Majority Element II

Description

Given an array of integers, the majority number is the number that occurs more than 1/3 of the size of the array.

There is only one majority number in the array.

Example 1:

Input:

nums = [99,2,99,2,99,3,3]

Output:

99

Explanation:

99 appeared three times.

Example 2:

Input:

nums = [1, 2, 1, 2, 1, 3, 3]

Output:

1

Approach 1:

Naive approach

Similar to finding the majority element with the occurence greater than n/2, this problem also can be done in O(n²) time complexity. We iterate through the array using an outer loop and then, by inner loop , again iterate through the array to find the count of current element.

Time: O(n²)

Space: O(1)

Approach 2:

Using a hash table

We iterate through the array and keep count of each distinct numbers in the table. Then the number with a count greater than n/3 is chosen.

Time :O(n)

Space :O(n)

Approach 3:

Moore voting algorithm.

For finding the majority element having occurence greater than n/3 , one point to note is , we can’t have more than 2 such majority element in the array. So we essentially find two of such possible candidates which can be the major element using Moore voting. Then we check , which of these 2 candidates has occurence >n/3 , by one more iteration over the array.

Time: O(n)

Space: O(1)

Thus this is much more optimised solution, in terms of space and time.

Additional Question

What if the frequency of majority element is taken as n/k , where k can be any variable

Approach 1:

For loops, hashing can be used here. But let’s see more optimized solution in terms of space and time , using Moore algorithm.

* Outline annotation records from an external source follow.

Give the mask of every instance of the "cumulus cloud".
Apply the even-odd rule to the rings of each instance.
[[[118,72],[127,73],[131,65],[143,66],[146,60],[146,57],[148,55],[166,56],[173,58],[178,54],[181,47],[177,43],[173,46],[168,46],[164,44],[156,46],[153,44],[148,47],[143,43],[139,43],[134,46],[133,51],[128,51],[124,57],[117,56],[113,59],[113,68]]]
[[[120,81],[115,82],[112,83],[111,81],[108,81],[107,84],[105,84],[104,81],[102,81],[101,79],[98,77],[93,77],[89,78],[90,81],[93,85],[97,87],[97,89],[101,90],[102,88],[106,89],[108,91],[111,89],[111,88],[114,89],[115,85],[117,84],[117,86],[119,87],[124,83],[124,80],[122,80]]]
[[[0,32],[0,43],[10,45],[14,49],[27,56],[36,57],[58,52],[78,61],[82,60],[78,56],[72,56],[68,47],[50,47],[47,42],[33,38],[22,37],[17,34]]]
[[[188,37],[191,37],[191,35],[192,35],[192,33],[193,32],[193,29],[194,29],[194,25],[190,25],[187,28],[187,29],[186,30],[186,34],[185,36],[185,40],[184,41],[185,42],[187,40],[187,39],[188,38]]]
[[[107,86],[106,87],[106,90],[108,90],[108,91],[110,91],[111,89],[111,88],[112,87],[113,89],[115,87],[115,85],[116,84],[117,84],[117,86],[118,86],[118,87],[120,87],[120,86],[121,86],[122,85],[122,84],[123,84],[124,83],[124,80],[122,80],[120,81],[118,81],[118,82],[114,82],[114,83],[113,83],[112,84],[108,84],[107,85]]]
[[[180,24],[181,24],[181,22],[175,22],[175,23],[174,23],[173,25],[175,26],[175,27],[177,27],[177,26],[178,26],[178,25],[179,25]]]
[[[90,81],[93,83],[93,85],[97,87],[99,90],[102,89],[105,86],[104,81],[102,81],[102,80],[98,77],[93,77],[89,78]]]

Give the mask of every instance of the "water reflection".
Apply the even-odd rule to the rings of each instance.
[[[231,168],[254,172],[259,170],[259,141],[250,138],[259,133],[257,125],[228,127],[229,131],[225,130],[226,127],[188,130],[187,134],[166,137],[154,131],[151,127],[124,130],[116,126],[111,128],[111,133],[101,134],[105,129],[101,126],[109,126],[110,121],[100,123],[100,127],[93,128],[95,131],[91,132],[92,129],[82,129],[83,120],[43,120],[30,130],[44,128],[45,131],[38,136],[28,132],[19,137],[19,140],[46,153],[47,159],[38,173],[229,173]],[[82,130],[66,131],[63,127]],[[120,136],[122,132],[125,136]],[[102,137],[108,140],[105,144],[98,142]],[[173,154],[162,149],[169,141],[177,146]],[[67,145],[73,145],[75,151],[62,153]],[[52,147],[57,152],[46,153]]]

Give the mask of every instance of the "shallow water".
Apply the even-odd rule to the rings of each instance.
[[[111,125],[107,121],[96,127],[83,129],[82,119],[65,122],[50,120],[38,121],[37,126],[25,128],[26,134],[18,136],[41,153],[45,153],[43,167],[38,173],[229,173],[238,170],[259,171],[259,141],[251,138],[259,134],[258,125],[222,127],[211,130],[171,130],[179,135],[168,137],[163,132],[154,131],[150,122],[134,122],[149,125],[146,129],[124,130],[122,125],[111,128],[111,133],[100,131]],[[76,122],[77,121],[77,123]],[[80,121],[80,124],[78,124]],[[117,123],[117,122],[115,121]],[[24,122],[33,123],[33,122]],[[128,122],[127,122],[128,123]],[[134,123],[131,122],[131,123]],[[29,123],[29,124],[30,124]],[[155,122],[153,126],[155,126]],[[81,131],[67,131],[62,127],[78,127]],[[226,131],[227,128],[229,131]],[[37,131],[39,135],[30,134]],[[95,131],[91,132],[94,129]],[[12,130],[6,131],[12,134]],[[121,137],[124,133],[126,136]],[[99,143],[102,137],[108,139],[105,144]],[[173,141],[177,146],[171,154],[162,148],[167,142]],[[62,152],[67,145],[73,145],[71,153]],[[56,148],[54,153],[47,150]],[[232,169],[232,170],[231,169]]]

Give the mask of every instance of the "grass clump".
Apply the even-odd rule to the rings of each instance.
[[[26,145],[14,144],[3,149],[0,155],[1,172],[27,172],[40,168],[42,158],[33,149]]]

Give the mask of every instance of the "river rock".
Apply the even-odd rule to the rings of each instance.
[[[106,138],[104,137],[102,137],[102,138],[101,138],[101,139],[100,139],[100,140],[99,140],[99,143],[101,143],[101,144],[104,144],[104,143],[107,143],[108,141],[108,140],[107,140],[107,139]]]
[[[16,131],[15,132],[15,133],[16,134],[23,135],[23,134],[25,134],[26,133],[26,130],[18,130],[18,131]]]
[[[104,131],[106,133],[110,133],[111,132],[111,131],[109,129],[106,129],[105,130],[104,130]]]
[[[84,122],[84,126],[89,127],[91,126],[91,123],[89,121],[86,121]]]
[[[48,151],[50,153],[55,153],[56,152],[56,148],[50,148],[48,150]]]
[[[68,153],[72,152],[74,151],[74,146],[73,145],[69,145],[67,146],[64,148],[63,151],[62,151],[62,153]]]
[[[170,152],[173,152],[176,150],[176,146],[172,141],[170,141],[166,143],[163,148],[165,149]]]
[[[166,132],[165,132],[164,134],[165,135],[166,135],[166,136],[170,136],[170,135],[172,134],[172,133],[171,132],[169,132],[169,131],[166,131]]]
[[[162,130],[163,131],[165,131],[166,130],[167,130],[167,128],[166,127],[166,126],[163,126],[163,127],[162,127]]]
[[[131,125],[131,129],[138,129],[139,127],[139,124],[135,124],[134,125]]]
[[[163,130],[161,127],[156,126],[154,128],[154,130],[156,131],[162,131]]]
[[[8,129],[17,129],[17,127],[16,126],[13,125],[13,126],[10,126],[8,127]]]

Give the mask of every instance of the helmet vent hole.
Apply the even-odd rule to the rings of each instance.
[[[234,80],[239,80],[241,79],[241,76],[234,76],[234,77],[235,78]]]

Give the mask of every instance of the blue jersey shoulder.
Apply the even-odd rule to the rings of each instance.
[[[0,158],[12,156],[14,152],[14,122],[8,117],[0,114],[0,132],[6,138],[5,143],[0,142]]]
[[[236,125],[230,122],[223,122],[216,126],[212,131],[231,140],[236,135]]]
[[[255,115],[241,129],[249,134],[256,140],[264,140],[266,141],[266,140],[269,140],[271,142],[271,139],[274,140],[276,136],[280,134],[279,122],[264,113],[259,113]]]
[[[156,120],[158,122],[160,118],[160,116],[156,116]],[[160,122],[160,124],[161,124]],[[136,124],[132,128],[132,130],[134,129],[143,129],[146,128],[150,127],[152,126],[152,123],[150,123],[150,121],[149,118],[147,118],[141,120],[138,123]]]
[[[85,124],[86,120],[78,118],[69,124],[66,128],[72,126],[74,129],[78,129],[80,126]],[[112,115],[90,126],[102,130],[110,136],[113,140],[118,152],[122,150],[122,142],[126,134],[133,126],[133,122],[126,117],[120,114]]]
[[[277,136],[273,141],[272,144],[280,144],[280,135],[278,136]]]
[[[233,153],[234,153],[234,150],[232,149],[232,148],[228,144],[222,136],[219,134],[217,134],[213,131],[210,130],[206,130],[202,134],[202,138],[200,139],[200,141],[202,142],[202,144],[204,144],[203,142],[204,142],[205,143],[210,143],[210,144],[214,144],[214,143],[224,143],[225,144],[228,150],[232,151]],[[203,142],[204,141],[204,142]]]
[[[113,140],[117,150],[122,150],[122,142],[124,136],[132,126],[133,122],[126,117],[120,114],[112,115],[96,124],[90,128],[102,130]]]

Hint: The maximum possible majority elements in that case will be k-1

Therefore we take a hash table to store those k-1 candidates while using the Moore voting algorithm. All other steps are same as done for above problem(n/3)

Solution:

def majorityNumber(self, nums):
    candidate1=None
    candidate2=None
    vote1=0
    vote2=0
    one_3=len(nums)//3
    for i in nums:
      if(candidate1==i):
        vote1+=1
      elif(candidate2==i):
        vote2+=1
      elif(vote1==0):
        candidate1=i
        vote1=1
      elif(vote2==0):
        candidate2=i
        vote2=1
      else:
        vote1-=1
        vote2-=1       
#end of for
   count_of_cand1=0
   count_of_cand2=0
   for i in nums:
     if(i==candidate1):
       count_of_cand1+=1
     elif(i==candidate2):
       count_of_cand2+=1
   print(candidate1,candidate2)
   return [candidate1,candidate2][count_of_cand2>one_3]

Time : O(n)

Space: O(k-1)